Selon le ministre russe de l’Enérgie, Alexandre Novak, Moscou et Ryad devraient notamment signer lundi une charte de coopération à long terme de l' »Opep+ », en officialisant ainsi un accord approuvé en été à Vienne. « Nous allons absolument travailler avec l’Arabie saoudite et avec nos autres partenaires et amis dans le monde arabe (…) pour réduire à zéro toute tentative de déstabiliser le marché » pétrolier, a assuré M. Poutine, dans un entretien à des chaînes de télévision arabophones –diffusée dimanche à la veille de sa visite.
Il a fait à cette occasion l’éloge de « ses très bonnes relations avec le roi, comme avec le prince héritier ».
Moscou et Ryad, allié traditionnel des Etats-Unis, ont affiché ces dernières années un rapprochement spectaculaire, marqué notamment par une visite en Russie du roi Salmane en octobre 2017, première historique.
Un an plus tard, alors que Mohammed ben Salmane était sous le feu des critiques après l’assassinat du journaliste Jamal Khashoggi en Turquie, Vladimir Poutine a salué le prince héritier saoudien d’une poignée de main enthousiaste et très remarquée devant les dirigeants du G20.
Forte de ces relations avec Ryad et en même temps alliée à l’Iran, ennemi juré du royaume, Moscou pourrait chercher à « jouer le rôle de pacificateur » dans les tensions irano-saoudiennes, estime l’analyste politique russe Fiodor Loukianov.
Ce conflit a connu un nouvel accès de fièvre, notamment en septembre, lors d’attaques ayant visé des installations pétrolières saoudiennes. Celles-ci ont été revendiquées par les rebelles Houthis du Yémen, soutenus par Téhéran, que combat une alliance militaire menée par l’Arabie.
Mais Ryad et Washington ont mis en cause l’Iran, tandis que Téhéran a démenti toute implication et mis en garde contre une « guerre totale » en cas d’attaque sur son territoire.
Ne prenant pas partie, la Russie a réagi en balayant les « conclusions hâtives » visant l’Iran. « En ce qui concerne la Russie, nous allons tout faire pour créer les conditions nécessaires pour une dynamique positive » visant à calmer les tensions, a souligné M. Poutine, dans son entretien aux chaînes de télévision arabophones.

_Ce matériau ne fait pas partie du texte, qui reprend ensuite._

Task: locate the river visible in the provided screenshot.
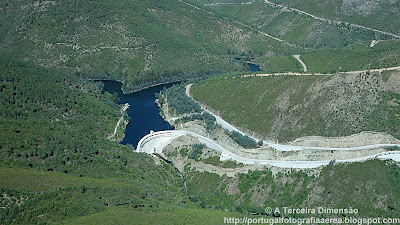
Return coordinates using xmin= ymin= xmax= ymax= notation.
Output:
xmin=103 ymin=80 xmax=174 ymax=148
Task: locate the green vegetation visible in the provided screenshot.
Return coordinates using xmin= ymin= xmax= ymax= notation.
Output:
xmin=189 ymin=144 xmax=206 ymax=161
xmin=271 ymin=0 xmax=400 ymax=34
xmin=175 ymin=113 xmax=221 ymax=131
xmin=191 ymin=72 xmax=400 ymax=142
xmin=301 ymin=40 xmax=400 ymax=73
xmin=62 ymin=207 xmax=250 ymax=225
xmin=186 ymin=160 xmax=400 ymax=218
xmin=156 ymin=83 xmax=201 ymax=116
xmin=0 ymin=57 xmax=191 ymax=224
xmin=0 ymin=0 xmax=297 ymax=91
xmin=225 ymin=130 xmax=258 ymax=148
xmin=202 ymin=1 xmax=386 ymax=51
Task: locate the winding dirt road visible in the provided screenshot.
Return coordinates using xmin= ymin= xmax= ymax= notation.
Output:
xmin=264 ymin=0 xmax=400 ymax=38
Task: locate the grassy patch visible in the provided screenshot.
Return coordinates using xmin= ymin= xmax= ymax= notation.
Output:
xmin=192 ymin=72 xmax=400 ymax=141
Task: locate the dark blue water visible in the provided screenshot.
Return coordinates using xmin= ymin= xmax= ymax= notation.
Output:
xmin=248 ymin=63 xmax=261 ymax=72
xmin=103 ymin=80 xmax=174 ymax=148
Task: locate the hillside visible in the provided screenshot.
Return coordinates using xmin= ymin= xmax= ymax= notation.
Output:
xmin=197 ymin=1 xmax=393 ymax=49
xmin=271 ymin=0 xmax=400 ymax=35
xmin=0 ymin=0 xmax=298 ymax=91
xmin=192 ymin=71 xmax=400 ymax=142
xmin=0 ymin=58 xmax=187 ymax=224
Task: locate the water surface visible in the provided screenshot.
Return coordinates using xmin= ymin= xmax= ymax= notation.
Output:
xmin=103 ymin=80 xmax=174 ymax=148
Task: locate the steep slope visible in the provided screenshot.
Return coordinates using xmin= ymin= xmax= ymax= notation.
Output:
xmin=0 ymin=58 xmax=190 ymax=224
xmin=200 ymin=1 xmax=393 ymax=48
xmin=192 ymin=71 xmax=400 ymax=142
xmin=0 ymin=0 xmax=296 ymax=91
xmin=271 ymin=0 xmax=400 ymax=35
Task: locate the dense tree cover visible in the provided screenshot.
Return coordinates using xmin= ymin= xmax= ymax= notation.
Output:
xmin=0 ymin=0 xmax=300 ymax=91
xmin=0 ymin=57 xmax=191 ymax=224
xmin=225 ymin=130 xmax=258 ymax=148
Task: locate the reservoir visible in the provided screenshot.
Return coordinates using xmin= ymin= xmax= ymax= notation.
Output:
xmin=103 ymin=80 xmax=174 ymax=148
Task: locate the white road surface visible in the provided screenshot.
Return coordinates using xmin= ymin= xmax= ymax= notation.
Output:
xmin=136 ymin=84 xmax=400 ymax=168
xmin=136 ymin=130 xmax=400 ymax=169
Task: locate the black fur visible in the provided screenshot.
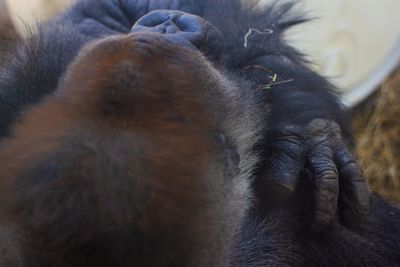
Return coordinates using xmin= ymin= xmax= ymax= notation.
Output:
xmin=0 ymin=0 xmax=400 ymax=267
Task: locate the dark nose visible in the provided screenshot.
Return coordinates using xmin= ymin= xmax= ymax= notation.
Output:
xmin=131 ymin=10 xmax=224 ymax=60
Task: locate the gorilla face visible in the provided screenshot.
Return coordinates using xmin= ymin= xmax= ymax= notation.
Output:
xmin=0 ymin=14 xmax=256 ymax=266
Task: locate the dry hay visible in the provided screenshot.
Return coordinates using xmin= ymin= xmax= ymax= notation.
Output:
xmin=353 ymin=69 xmax=400 ymax=202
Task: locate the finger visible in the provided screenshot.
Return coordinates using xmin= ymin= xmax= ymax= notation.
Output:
xmin=336 ymin=142 xmax=370 ymax=229
xmin=267 ymin=135 xmax=305 ymax=193
xmin=306 ymin=139 xmax=339 ymax=232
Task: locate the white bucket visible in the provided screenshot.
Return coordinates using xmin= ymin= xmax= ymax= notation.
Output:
xmin=6 ymin=0 xmax=400 ymax=107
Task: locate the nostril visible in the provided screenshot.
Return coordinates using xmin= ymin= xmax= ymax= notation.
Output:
xmin=165 ymin=24 xmax=179 ymax=34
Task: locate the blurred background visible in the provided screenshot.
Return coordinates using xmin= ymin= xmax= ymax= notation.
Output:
xmin=0 ymin=0 xmax=400 ymax=202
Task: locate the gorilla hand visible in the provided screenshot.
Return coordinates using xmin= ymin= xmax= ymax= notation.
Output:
xmin=262 ymin=119 xmax=369 ymax=232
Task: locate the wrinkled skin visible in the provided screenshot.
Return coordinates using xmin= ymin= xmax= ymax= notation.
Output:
xmin=0 ymin=0 xmax=387 ymax=267
xmin=121 ymin=10 xmax=369 ymax=229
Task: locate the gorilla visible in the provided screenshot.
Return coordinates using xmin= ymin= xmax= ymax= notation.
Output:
xmin=0 ymin=0 xmax=400 ymax=267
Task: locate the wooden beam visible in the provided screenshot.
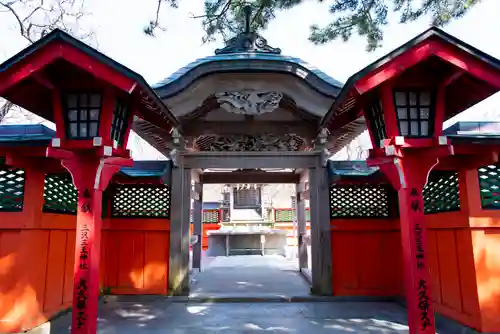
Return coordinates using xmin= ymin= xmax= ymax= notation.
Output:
xmin=200 ymin=171 xmax=299 ymax=184
xmin=181 ymin=151 xmax=321 ymax=168
xmin=182 ymin=120 xmax=318 ymax=139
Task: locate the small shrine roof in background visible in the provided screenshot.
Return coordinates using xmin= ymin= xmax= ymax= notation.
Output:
xmin=0 ymin=124 xmax=56 ymax=145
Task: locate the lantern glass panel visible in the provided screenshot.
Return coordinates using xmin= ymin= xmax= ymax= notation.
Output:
xmin=396 ymin=92 xmax=407 ymax=106
xmin=420 ymin=121 xmax=429 ymax=136
xmin=399 ymin=121 xmax=408 ymax=136
xmin=408 ymin=92 xmax=418 ymax=106
xmin=111 ymin=99 xmax=131 ymax=145
xmin=394 ymin=90 xmax=434 ymax=137
xmin=63 ymin=93 xmax=102 ymax=139
xmin=410 ymin=108 xmax=418 ymax=119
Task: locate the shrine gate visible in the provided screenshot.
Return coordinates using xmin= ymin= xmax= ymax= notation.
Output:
xmin=0 ymin=22 xmax=500 ymax=333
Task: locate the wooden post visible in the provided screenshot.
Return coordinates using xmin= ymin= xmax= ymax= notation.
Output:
xmin=372 ymin=151 xmax=450 ymax=334
xmin=309 ymin=160 xmax=333 ymax=296
xmin=193 ymin=183 xmax=203 ymax=270
xmin=296 ymin=183 xmax=308 ymax=270
xmin=47 ymin=153 xmax=132 ymax=334
xmin=398 ymin=155 xmax=437 ymax=334
xmin=168 ymin=165 xmax=191 ymax=296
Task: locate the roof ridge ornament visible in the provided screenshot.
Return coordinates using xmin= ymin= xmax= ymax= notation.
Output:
xmin=215 ymin=6 xmax=281 ymax=55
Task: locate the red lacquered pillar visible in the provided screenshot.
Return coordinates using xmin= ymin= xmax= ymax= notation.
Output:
xmin=398 ymin=155 xmax=437 ymax=334
xmin=47 ymin=148 xmax=133 ymax=334
xmin=71 ymin=187 xmax=102 ymax=334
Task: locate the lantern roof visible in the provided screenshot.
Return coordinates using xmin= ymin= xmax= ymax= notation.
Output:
xmin=0 ymin=29 xmax=178 ymax=126
xmin=321 ymin=27 xmax=500 ymax=138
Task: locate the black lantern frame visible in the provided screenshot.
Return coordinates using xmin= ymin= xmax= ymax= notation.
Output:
xmin=394 ymin=89 xmax=436 ymax=138
xmin=63 ymin=92 xmax=102 ymax=140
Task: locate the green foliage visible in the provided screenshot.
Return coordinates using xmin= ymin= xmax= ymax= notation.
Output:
xmin=144 ymin=0 xmax=480 ymax=51
xmin=309 ymin=0 xmax=480 ymax=51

En Syrie, les Russes, alliés au régime de Bachar al-Assad et à l’Iran, et les Saoudiens, qui soutiennent l’opposition, sont dans des camps opposés. Le conflit syrien sera à l’agenda des discussions de Vladimir Poutine à Ryad, a affirmé le conseiller du Kremlin, Iouri Ouchakov. « Il est important pour la Russie qu’un pays arabe participe au règlement politique en Syrie », explique M. Loukianov, car jusqu’ici « seuls trois pays non arabes » sont impliqués, la Turquie, la Russie et l’Iran.
Enfin, la visite doit donner lieu à la signature d’une trentaine d’accords et contrats, dont une dizaine dans les secteurs des hautes technologies –notamment de l’intelligence artificielle, de l’énergie et de l’infrastructure– pour un montant de plus de deux milliards de dollars.
En octobre 2017, la Russie et l’Arabie saoudite avaient aussi signé un protocole d’accord ouvrant la voie à l’achat par Ryad des S-400, de puissants systèmes de missiles antiaériens russes. Cette transaction ne s’est pourtant jamais concrétisée, le royaume ayant opté finalement pour l’achat du système américain.
Après l’Arabie saoudite, Vladimir Poutine se rendra mardi aux Emirats arabes unis pour s’y entretenir notamment avec le prince héritier d’Abou Dhabi, Mohammed ben Zayed Al-Nahyane.